Política

TCE notifica Secretaria de Infraestrutura sobre contratos do BRT em Cuiabá e Várzea Grande

Tribunal de Contas aponta possíveis irregularidades em dispensas de licitação e cobra esclarecimentos em até cinco dias úteis

DA REDAÇÃO / Foto: Angelo Varela / ALMT

O conselheiro do Tribunal de Contas do Estado (TCE-MT), Guilherme Antônio Maluf, determinou a notificação do secretário de Estado de Infraestrutura e Logística, Marcelo de Oliveira, para que apresente explicações no prazo de cinco dias úteis sobre uma representação que aponta possíveis irregularidades em contratos ligados às obras do BRT em Cuiabá e Várzea Grande.

A decisão foi publicada nesta sexta-feira (19) e atende a uma representação apresentada pelo deputado estadual Lúdio Cabral (PT), que questiona a utilização de sucessivas contratações emergenciais após a rescisão do contrato original do sistema de transporte.

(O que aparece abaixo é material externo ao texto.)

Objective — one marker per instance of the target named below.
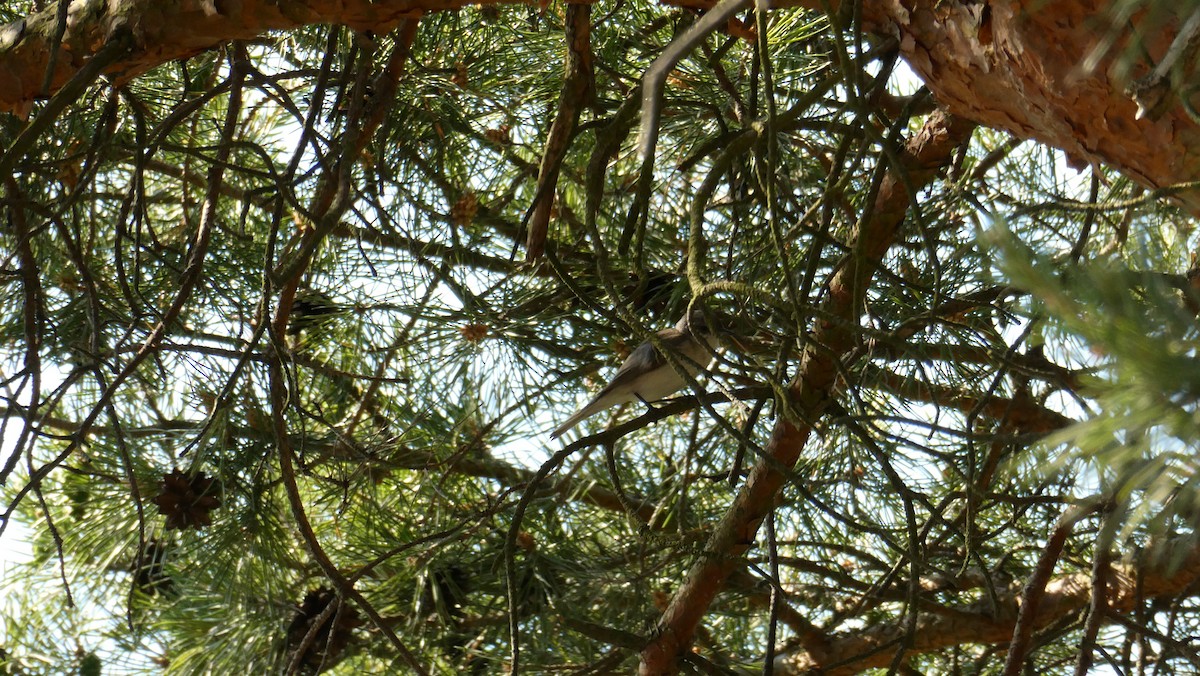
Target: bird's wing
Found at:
(643, 359)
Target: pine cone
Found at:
(331, 638)
(187, 501)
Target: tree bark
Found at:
(1056, 72)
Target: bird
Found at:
(646, 374)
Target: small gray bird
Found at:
(646, 375)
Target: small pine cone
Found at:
(474, 333)
(186, 501)
(333, 635)
(499, 136)
(460, 75)
(463, 211)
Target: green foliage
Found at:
(421, 365)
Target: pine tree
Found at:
(291, 301)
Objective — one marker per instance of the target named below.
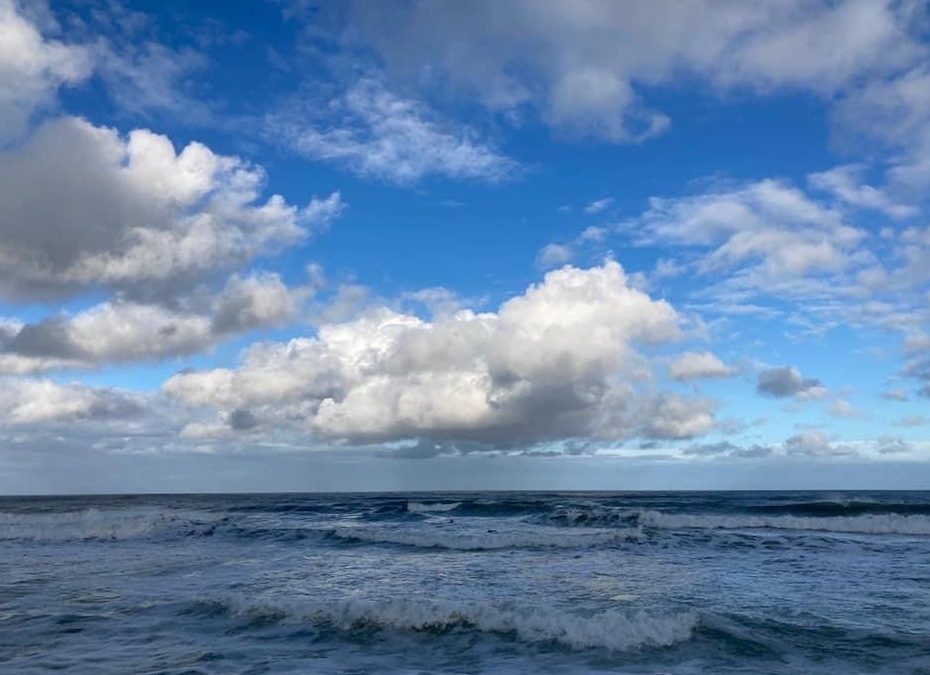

Segundo a denúncia encaminhada ao TCE, teriam sido realizadas quatro dispensas de licitação em 2025 e 2026 para dar continuidade às obras, o que, na avaliação do parlamentar, poderia indicar fracionamento indevido do objeto originalmente contratado.

No despacho, o conselheiro destaca que o empreendimento inicial tinha caráter unitário e estruturante, mas passou a ser executado por meio de contratações segmentadas, vinculadas ao mesmo projeto global.

Os contratos citados envolvem diferentes frentes do BRT, como obras de pavimentação no trecho entre o Aeroporto Marechal Rondon, em Várzea Grande, e a região do Hospital de Câncer em Cuiabá, além da construção das estações, terminais e do Centro de Controle Operacional (CCO).

A representação também aponta que três contratos emergenciais teriam sido firmados com a mesma empresa ou consórcio ligado à Lotufo Engenharia Ltda, o que, segundo o documento, poderia configurar possível afronta à legislação de licitações vigente.

Outro ponto citado na decisão envolve a elevação do valor estimado para construção das estações do BRT. De acordo com o TCE, um primeiro processo licitatório previa cerca de R$ 68,8 milhões, mas uma nova contratação emergencial teria elevado o custo para R$ 120,4 milhões em menos de três meses, sem alterações significativas no escopo da obra.

O Tribunal de Contas agora aguarda os esclarecimentos da Secretaria de Infraestrutura para dar continuidade à análise do caso.